With so much planning going behind your big day, deciding where your guests may sit can often feel like one more to-do for your list. But, what may feel unnecessary can mean the world to your guests! Developing a plan for seating not only reduces your guests’ anxiety but may lessen your involvement of mediating issues day of, as well. Leaving you with not a care in the world. So, before ruling out a seating chart outright, consider the following dos and don’ts; you may realize that creating a seating chart isn’t as difficult as you may have thought.
Things to Consider
If your wedding reception is on the smaller scale, think 50 guests and fewer, then a seating chart may not be necessary. In this instance, simply designating a head table with signage or décor can provide a specific table for you and your bridal party while leaving your guests the option to sit with whomever they choose.
If you will be serving heavy hors d’oeuvres compared to a seated dinner, you do not need a seating chart. Cocktail tables where guests can float freely are ideal and allow your guests to mingle and eat at their own pace. If this describes your reception, consider reserving a table for your elderly and senior guests to have a seat comfortably.
Who Sits Where?
The Wedding Party: Designate a specific table for your wedding party as well as yourself! Include your bridal party or consider a standalone sweetheart table. Use specific signage, décor or a unique way to place the table to make it known where your designated guests will sit.
The Family Table: Seat your parents, in-laws, grandparents, the officiant and other close family members together. Commonly, both sets of parents sit opposite of each other from the table to officiate conversation amongst all parties but this certainly isn’t required. If your parents are divorced, consider having each parent host their own table with accompanying family members and close friends.
Your Remaining Guests: Once your family members and bridal party are placed, begin to place the rest of your guests. Begin by grouping extended family members and sets of friends together. If you run into a group that’s too large for one table, simply split the group down the middle, add additional guests with common interests and place the two pairings at tables that are close together. It is important; however, to keep one principle in mind, people are often most comfortable when around familiar faces. Whether that’s keeping childhood friends at one table and co-workers at another, seating charts are intended to keep your wedding reception running smoothly while keeping your guests’ anxiety at bay.
Seating Children: If you have several children attending your wedding, consider seating them all at a designated “Kids’ Table.” Providing coloring sheets with crayons or special tokens of appreciation can be a unique way of keeping them occupied and allowing them to have fun. If your flower girl, ring bearer or immediate family are the only children who are attending, simply seat them with their parents.

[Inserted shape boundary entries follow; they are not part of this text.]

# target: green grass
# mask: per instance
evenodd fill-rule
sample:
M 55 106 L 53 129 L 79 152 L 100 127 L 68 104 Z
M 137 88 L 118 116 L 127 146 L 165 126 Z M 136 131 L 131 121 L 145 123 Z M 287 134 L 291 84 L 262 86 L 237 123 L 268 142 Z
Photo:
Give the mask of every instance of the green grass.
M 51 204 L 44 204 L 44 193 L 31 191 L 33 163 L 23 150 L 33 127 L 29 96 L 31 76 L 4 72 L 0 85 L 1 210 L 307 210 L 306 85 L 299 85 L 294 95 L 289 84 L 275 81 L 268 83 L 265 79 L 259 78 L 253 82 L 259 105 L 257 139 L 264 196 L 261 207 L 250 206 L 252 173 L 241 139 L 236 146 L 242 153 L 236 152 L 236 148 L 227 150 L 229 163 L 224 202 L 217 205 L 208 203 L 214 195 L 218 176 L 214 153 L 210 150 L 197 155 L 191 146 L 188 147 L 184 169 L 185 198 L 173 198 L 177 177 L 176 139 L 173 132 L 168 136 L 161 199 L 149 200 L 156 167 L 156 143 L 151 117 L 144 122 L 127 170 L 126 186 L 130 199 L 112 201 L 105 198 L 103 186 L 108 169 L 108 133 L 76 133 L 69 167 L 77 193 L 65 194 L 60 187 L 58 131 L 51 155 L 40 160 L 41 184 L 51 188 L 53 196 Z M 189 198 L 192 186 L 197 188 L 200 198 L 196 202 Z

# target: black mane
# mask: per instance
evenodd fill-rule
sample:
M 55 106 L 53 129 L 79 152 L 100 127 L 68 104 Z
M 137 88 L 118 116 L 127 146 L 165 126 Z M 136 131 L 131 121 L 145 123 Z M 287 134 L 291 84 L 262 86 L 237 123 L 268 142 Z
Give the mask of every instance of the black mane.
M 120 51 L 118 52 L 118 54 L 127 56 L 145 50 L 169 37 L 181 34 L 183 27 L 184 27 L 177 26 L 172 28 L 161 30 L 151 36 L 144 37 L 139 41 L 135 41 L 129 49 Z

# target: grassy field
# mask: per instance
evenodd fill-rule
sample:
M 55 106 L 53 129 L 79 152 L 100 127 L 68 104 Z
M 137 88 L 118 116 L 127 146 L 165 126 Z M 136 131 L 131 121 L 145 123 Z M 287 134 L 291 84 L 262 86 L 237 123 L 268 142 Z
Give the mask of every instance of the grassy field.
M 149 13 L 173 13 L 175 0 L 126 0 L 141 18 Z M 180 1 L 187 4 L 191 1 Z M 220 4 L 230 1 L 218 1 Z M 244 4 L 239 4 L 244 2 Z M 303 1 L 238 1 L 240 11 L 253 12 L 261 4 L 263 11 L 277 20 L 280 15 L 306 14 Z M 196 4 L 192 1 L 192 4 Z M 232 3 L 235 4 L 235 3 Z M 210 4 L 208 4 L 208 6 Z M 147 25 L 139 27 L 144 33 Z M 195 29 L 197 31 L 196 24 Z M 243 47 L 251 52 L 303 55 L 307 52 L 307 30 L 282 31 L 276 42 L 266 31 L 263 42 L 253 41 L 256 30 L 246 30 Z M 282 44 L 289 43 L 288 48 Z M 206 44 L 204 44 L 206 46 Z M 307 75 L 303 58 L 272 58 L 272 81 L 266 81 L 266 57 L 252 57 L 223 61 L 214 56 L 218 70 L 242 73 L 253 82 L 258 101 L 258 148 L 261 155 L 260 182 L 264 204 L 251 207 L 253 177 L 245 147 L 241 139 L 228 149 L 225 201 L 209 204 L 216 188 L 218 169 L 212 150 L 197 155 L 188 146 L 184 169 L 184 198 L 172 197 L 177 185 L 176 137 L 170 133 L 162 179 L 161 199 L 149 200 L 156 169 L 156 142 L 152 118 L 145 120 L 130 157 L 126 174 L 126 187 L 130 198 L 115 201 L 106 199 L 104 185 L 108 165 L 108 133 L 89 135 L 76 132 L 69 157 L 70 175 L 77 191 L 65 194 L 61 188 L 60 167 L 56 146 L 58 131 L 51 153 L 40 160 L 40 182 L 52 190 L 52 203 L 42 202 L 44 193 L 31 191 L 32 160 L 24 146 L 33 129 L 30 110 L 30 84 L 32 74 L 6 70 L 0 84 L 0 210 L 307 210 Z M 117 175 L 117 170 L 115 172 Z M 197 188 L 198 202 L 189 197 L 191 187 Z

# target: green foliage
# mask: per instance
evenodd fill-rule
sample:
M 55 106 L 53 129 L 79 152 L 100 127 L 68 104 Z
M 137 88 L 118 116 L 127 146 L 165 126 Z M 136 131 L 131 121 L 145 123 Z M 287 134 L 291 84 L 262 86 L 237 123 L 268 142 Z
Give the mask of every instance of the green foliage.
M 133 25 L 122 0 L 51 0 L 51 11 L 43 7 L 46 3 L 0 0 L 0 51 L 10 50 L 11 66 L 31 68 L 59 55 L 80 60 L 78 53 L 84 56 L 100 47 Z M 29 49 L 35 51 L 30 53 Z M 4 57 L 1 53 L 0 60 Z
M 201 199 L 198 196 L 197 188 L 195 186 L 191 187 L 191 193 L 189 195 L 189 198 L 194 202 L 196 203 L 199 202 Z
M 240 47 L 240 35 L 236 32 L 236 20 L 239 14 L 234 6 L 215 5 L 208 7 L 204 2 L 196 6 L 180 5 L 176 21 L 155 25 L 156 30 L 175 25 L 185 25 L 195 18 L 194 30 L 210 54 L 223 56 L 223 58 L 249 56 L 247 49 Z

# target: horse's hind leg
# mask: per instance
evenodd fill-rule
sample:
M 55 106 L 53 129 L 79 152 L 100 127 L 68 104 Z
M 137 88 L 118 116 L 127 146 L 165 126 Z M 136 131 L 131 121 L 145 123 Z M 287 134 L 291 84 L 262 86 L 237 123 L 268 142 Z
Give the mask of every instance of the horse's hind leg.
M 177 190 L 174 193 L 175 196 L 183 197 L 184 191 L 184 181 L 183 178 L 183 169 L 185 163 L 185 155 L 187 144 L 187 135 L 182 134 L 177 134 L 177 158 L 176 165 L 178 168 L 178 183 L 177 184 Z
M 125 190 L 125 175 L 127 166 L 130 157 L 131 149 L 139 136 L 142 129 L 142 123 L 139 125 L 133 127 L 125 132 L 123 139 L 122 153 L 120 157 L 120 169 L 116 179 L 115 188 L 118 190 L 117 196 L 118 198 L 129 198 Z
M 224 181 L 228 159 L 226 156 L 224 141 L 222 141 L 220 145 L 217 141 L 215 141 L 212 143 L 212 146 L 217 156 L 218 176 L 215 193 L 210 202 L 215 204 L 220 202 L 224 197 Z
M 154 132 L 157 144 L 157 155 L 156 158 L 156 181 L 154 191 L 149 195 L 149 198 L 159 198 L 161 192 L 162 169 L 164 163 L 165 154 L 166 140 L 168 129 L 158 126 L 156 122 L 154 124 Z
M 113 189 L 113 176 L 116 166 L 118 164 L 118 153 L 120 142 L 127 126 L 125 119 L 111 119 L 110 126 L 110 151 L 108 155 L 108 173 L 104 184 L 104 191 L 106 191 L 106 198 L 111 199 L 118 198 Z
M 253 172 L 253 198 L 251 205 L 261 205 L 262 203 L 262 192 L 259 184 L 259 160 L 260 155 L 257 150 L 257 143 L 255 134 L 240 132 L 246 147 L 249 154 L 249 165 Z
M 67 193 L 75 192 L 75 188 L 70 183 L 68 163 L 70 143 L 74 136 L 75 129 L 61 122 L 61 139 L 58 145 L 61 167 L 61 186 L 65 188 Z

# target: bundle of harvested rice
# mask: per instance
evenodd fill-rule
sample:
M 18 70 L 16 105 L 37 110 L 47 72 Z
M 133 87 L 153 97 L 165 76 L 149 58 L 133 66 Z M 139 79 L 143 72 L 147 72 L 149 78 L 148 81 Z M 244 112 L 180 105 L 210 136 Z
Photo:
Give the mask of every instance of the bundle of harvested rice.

Place Cards, Escort Cards or a Seating Chart?
Once you have a better feel on who will be sitting with whom, consider how you will coordinate and guide your guests to the proper seat!
The Place Card: Place cards await each guest at their reserved seat. Place cards can be as simple as a folded piece of cardstock or can be a creative way to incorporate your theme or colors. If your wedding is a seated dinner where guests choose their entrée prior to the big day, it’s often best to have place cards so that wait staff can serve the proper meal choice.
The Escort Card: Escort cards often are placed near the entrance of your reception venue in alphabetical order. They commonly include each guests’ name and their respective table number. Once at the table, each guest can choose which seat they would like to sit in.
The Seating Chart: Seating charts can be a more casual approach to your assignments. Commonly displayed at the entrance of the reception venue and in alphabetical order, guests will find their table on the provided display. Escort cards can be used in coordination with place cards to display table assignments as well as seat assignments.